Dans un article lapidaire paru le samedi 26 décembre [1], Le Parisien joue les ventriloques en prétendant faire parler « les Français » grâce un sondage sur la grève des conducteurs du RER A. Comme l’annonce le titre de l’article en question, « la grève commençait à agacer les Français ». Pourtant, au vu du sondage sur lequel s’appuie l’article, on peut se demander si la grève ne commençait pas, tout simplement, à agacer Le Parisien lui-même (ou sa direction).
Tels les oracles grecs, qui sollicitaient l’opinion des dieux sur l’avenir ou toute autre préoccupation des gens de pouvoir, leurs héritiers dans les médias dominants sont devenus maîtres dans l’art de prêter la parole – à tout moment et sur n’importe quel sujet – à des collectifs aussi abstraits et vaporeux que « les Français », les « Franciliens », etc. Or il apparaît que, malgré les rites auxquels se soumettent oracles anciens et oracles contemporains, les incertitudes interprétatives leur permettent de faire prévaloir une perspective particulière et de revendiquer un pouvoir. Ce pouvoir des oracles, comme celui des médias, tient ainsi dans la capacité qui leur est attribuée et reconnue à parvenir à une juste interprétation des signes.
Dans le cas des médiacrates, l’arbitraire de l’interprétation se masque derrière l’objectivité apparente du chiffre. Les sondages produisent en effet les signes chiffrés sur lesquels des journalistes rompus au commentaire instantané de « l’actualité » vont s’appuyer pour imposer un point de vue spécifique mais prétendant à l’objectivité. Pour ce qui nous intéresse ici, la grève des conducteurs du RER A, le journaliste parvient à ne pas mentionner le principal constat issu du sondage, à savoir que 46% des sondés ont manifesté un « soutien » ou une « sympathie » pour cette grève, contre seulement 32% qui s’y déclaraient « opposés » ou « hostiles ».

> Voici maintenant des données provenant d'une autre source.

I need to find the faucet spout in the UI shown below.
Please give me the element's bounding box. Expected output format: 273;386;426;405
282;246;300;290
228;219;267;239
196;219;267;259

Par quel miracle s’opère l’invisibilisation d’un tel constat ? Tout simplement par l’invocation d’un chiffre dont on ne nous dit rien alors que sa construction s’avère extrêmement problématique : le « taux moyen [de soutien et de sympathie] depuis octobre 1995 pour l’ensemble des mouvements sociaux ». Il semble donc que le Parisien ait agrégé l’ensemble des sondages réalisés à propos des mouvements sociaux depuis octobre 1995 et mis en évidence un taux d’adhésion globale sur la période. Mais sur quels sondages s’appuie-t-on ici, réalisés à propos de quels mouvements sociaux, et pourquoi avoir retenu octobre 1995 comme date charnière ? Rien ne vient justifier ici un tel indicateur, qui pourrait d’ailleurs s’avérer pertinent si l’on prenait la peine d’en expliquer la construction et l’intérêt.
Même si l’on admet les chiffres qui nous sont livrés, et qui font d’ailleurs apparaître un très fort degré d’adhésion aux mouvements sociaux sur la période 1995-2009 (65% contre 18%), rien ne vient justifier la conclusion qu’en tire le journaliste du Parisien. On lit en effet sous sa plume : « Selon un sondage exclusif CSA/Le Parisien et Aujourd’hui-en-France, ce mouvement commençait à vraiment agacer les Français et notamment les Franciliens ». Comment passe-t-on du constat statistique d’un moindre degré d’adhésion à ce mouvement de grève comparé aux mouvements sociaux depuis 1995 (si tant est qu’on accepte les chiffres qui nous sont donnés sans autre précision) à l’idée que cette grève « commençait à vraiment agacer les Français » ?
Comme si les approximations sondagières (dont on ne dira jamais assez qu’elles cumulent des réponses dont les significations sont mouvantes et disparates) ne suffisaient pas ! On voit ici apparaître le pouvoir journalistique dans ce qu’il peut avoir de plus arbitraire et arrogant, notamment à travers l’introduction de l’adverbe « vraiment » qui parachève la brutalité de l’interprétation.
Ainsi, pour rendre ce sondage conforme à l’orientation du dossier réalisé par Le Parisien dans son édition du 26 décembre, le journaliste responsable de cette « analyse » opère un véritable coup de force symbolique, faisant passer une opinion particulière – en l’occurrence celle du journal – pour une opinion « publique » – celle des « Français » ou des « Franciliens ». Plus spécifiquement, le sondage permet ici – lors même qu’il semble contredire la thèse manifeste du journal (une grève impopulaire) – de neutraliser et de légitimer par le chiffre l’agacement médiatique devant une grève tenace et, somme toute, assez populaire.